Poesia pura. Enquanto tentávamos conciliar o ato de beber com o de correr deu meia-noite, os fogos pipocaram, eu e Anne nos abraçamos rapidamente e continuamos na corrida contra o tempo. Disseram que o show começaria pontualmente 00h02 e, novamente, acreditamos. 15 minutos de um fantástico show pirotécnico no céu do reveillón mais famoso do Brasil e eu olhando pro chão, tentando não pisar em poça alguma.

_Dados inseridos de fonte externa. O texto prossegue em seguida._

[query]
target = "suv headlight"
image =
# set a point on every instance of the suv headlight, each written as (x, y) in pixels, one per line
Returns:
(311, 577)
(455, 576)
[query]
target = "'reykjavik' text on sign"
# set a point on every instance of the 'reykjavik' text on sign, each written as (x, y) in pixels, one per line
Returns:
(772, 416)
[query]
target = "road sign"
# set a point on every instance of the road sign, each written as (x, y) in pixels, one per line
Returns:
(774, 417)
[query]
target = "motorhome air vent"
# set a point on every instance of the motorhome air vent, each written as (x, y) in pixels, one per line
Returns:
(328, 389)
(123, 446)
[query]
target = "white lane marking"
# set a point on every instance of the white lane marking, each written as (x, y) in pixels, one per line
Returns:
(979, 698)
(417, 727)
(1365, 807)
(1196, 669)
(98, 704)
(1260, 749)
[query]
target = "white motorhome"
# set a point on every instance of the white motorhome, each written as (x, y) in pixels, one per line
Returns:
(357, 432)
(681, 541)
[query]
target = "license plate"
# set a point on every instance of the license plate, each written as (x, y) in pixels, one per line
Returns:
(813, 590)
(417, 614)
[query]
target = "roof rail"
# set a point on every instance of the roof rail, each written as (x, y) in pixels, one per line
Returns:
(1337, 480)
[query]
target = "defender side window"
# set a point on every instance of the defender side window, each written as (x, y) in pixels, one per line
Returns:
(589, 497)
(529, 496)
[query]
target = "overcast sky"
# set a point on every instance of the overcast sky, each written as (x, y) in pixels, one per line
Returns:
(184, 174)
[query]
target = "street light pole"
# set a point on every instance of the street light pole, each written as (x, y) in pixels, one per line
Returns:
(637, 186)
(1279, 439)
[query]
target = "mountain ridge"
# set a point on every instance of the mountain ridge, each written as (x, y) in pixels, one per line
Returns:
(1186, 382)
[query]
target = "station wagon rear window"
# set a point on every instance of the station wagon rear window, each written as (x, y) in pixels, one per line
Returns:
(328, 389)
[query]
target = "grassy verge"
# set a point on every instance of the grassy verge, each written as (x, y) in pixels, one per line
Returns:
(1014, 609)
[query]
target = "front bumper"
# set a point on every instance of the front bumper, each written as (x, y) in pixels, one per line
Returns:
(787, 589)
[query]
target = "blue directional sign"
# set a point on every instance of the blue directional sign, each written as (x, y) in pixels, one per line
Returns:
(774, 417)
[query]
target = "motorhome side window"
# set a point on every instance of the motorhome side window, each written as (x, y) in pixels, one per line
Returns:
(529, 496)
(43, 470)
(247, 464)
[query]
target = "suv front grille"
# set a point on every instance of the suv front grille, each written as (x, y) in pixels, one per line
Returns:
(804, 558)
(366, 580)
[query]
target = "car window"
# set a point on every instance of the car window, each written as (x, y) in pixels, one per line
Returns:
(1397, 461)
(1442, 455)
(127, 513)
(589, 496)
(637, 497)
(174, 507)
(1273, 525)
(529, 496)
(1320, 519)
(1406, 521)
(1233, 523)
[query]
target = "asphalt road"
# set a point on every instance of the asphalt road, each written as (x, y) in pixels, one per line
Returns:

Chegamos em Ipanema por volta de 00h40, e nem sombra do grupo de hiphop multiétnico no palco. Quarenta milhões de pessoas nos recepcionaram, proporcionando um clima super gostoso de bastante amizade e calor humano. Nos instalamos em uma esquina, na calçada, próxima ao palco, em frente à bicicleta de um vendedor de cerveja. Nosso camarote vip. Não sei se, por azar ou sorte, era debaixo de um prédio de janelões enormes onde, no primeiro andar, havia uma festa louca, provavelmente do neto do Chateaubriand. Contrataram a bateria da Grande Rio para animar os convidados, A vantagem é que podíamos alternar entre samba e hiphop, e foi super legal ser atropelada por mulatas, passistas, bumbos, tambores e agogôs que escolheram justamente o meu lado para passar.

A chuva proporcionou a formação no solo de uma laminha toda especial, típica de Ipanema, que parecia farinha láctea preta. Dali do nosso camarote pudemos ter o prazer de presenciar vários tombos de playboys e gringos bêbados. Em especial, um casal, loirinho, todo de branquinho. Caíram um por cima do outro, foi ótimo. Quem chafurda unido permanece unido. Muitas pessoas tropeçavam também na nossa bicicleta, pois teimavam em passar onde não deviam. Como, por exemplo, um playboy em coma alcólico sendo carregado pelos amigos também bêbados. Eu até tentei avisar, em vão. Todo mundo se embolou em cima da bicicleta, e caíram lá do outro lado, lindo, lindo. O do coma até acordou e, descalço como estava (não sei que moda é essa) pisou em cheio em um caco de vidro. Sangue pra todo o lado, ele urrava de dor, e logo depois começou a gritar que queria fazer xixi. A namorada, solícita, abaixou as calças dele e até segurou o pintinho, olha que amor. Depois ele vomitou. Falei com Anne: ?Vamos ficar por aqui mesmo, pra ver! Vai que ele faz cocô?? Super show.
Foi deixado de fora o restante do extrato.